Pair Corralation between Performance Food and Sligro Food

Assuming the 90 days trading horizon Performance Food is expected to generate 2.89 times less return on investment than Sligro Food. But when comparing it to its historical volatility, Performance Food Group is 1.13 times less risky than Sligro Food. It trades about 0.08 of its potential returns per unit of risk. Sligro Food Group is currently generating about 0.21 of returns per unit of risk over similar time horizon. If you would invest  1,107  in Sligro Food Group on April 10, 2025 and sell it today you would earn a total of  315.00  from holding Sligro Food Group or generate 28.46% return on investment over 90 days.
Time Period3 Months [change]
DirectionMoves Together 
StrengthSignificant
Accuracy98.39%
ValuesDaily Returns

Performance Food Group  vs.  Sligro Food Group

 Performance 
       Timeline  
Performance Food 

Risk-Adjusted Performance

Modest

 
Weak
 
Strong
Compared to the overall equity markets, risk-adjusted returns on investments in Performance Food Group are ranked lower than 6 (%) of all global equities and portfolios over the last 90 days. In spite of comparatively uncertain basic indicators, Performance Food may actually be approaching a critical reversion point that can send shares even higher in August 2025.
Sligro Food Group 

Risk-Adjusted Performance

Solid

 
Weak
 
Strong
Compared to the overall equity markets, risk-adjusted returns on investments in Sligro Food Group are ranked lower than 16 (%) of all global equities and portfolios over the last 90 days. Despite nearly fragile basic indicators, Sligro Food reported solid returns over the last few months and may actually be approaching a breakup point.

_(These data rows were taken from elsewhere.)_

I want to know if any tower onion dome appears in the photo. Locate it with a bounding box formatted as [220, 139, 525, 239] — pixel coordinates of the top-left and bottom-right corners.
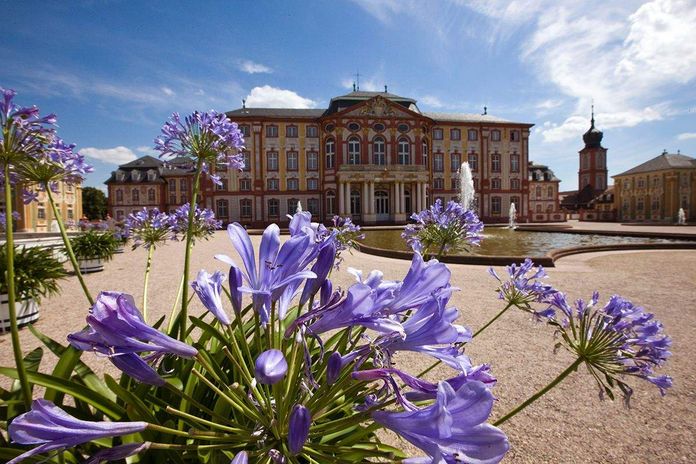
[582, 108, 604, 148]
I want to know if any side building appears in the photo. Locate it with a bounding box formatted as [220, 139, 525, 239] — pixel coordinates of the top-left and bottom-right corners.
[0, 182, 82, 232]
[612, 150, 696, 223]
[527, 161, 565, 222]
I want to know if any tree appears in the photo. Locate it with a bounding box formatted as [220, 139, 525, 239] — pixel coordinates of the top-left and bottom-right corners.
[82, 187, 106, 220]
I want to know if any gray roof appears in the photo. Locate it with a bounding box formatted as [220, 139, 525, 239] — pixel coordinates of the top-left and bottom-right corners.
[226, 108, 326, 120]
[423, 112, 534, 127]
[331, 90, 416, 103]
[119, 155, 164, 169]
[527, 161, 561, 182]
[612, 151, 696, 177]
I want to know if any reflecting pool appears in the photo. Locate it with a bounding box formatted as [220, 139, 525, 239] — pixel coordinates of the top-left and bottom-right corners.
[362, 227, 682, 257]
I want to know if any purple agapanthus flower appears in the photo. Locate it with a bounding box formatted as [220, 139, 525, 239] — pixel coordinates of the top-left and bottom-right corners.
[155, 110, 244, 185]
[124, 208, 172, 249]
[549, 292, 672, 402]
[191, 270, 232, 325]
[288, 404, 312, 455]
[254, 349, 288, 385]
[68, 292, 198, 385]
[401, 199, 483, 256]
[488, 258, 558, 312]
[372, 381, 510, 464]
[216, 223, 317, 324]
[169, 203, 222, 242]
[8, 399, 147, 464]
[0, 87, 56, 169]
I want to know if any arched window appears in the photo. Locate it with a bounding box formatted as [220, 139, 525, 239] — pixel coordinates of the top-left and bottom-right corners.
[348, 137, 360, 164]
[326, 192, 336, 214]
[350, 190, 361, 214]
[398, 139, 411, 164]
[324, 139, 336, 169]
[215, 199, 229, 218]
[372, 137, 386, 166]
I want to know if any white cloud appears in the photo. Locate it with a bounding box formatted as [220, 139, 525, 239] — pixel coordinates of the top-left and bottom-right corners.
[418, 95, 445, 108]
[135, 145, 159, 156]
[246, 85, 317, 108]
[238, 60, 273, 74]
[536, 98, 563, 111]
[354, 0, 696, 141]
[80, 145, 137, 165]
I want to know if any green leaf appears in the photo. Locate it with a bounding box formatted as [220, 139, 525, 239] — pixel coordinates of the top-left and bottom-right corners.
[104, 374, 157, 424]
[29, 325, 116, 401]
[0, 367, 126, 420]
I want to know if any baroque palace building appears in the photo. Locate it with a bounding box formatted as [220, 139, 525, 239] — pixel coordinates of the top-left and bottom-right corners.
[612, 150, 696, 222]
[106, 87, 559, 227]
[0, 182, 82, 232]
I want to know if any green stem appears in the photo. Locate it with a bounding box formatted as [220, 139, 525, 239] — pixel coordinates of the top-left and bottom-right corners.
[143, 245, 155, 323]
[471, 303, 512, 339]
[179, 158, 203, 340]
[5, 162, 31, 411]
[44, 185, 94, 306]
[493, 357, 584, 426]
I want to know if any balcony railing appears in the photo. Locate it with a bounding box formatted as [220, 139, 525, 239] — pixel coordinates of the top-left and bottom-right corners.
[338, 164, 428, 172]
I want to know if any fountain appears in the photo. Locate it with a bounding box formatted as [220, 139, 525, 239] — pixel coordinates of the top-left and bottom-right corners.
[677, 208, 686, 226]
[508, 203, 517, 229]
[459, 162, 476, 209]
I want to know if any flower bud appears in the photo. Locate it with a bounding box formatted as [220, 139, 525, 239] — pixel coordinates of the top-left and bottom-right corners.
[288, 404, 312, 455]
[255, 349, 288, 385]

Performance Food and Sligro Food Volatility Contrast

   Predicted Return Density   
       Returns  

Pair Trading with Performance Food and Sligro Food

The main advantage of trading using opposite Performance Food and Sligro Food positions is that it hedges away some unsystematic risk. Because of two separate transactions, even if Performance Food position performs unexpectedly, Sligro Food can make up some of the losses. Pair trading also minimizes risk from directional movements in the market. For example, if an entire industry or sector drops because of unexpected headlines, the short position in Sligro Food will offset losses from the drop in Sligro Food's long position.
The idea behind Performance Food Group and Sligro Food Group pairs trading is to make the combined position market-neutral, meaning the overall market's direction will not affect its win or loss (or potential downside or upside). This can be achieved by designing a pairs trade with two highly correlated stocks or equities that operate in a similar space or sector, making it possible to obtain profits through simple and relatively low-risk investment.
Check out your portfolio center.
Note that this page's information should be used as a complementary analysis to find the right mix of equity instruments to add to your existing portfolios or create a brand new portfolio. You can also try the Pattern Recognition module to use different Pattern Recognition models to time the market across multiple global exchanges.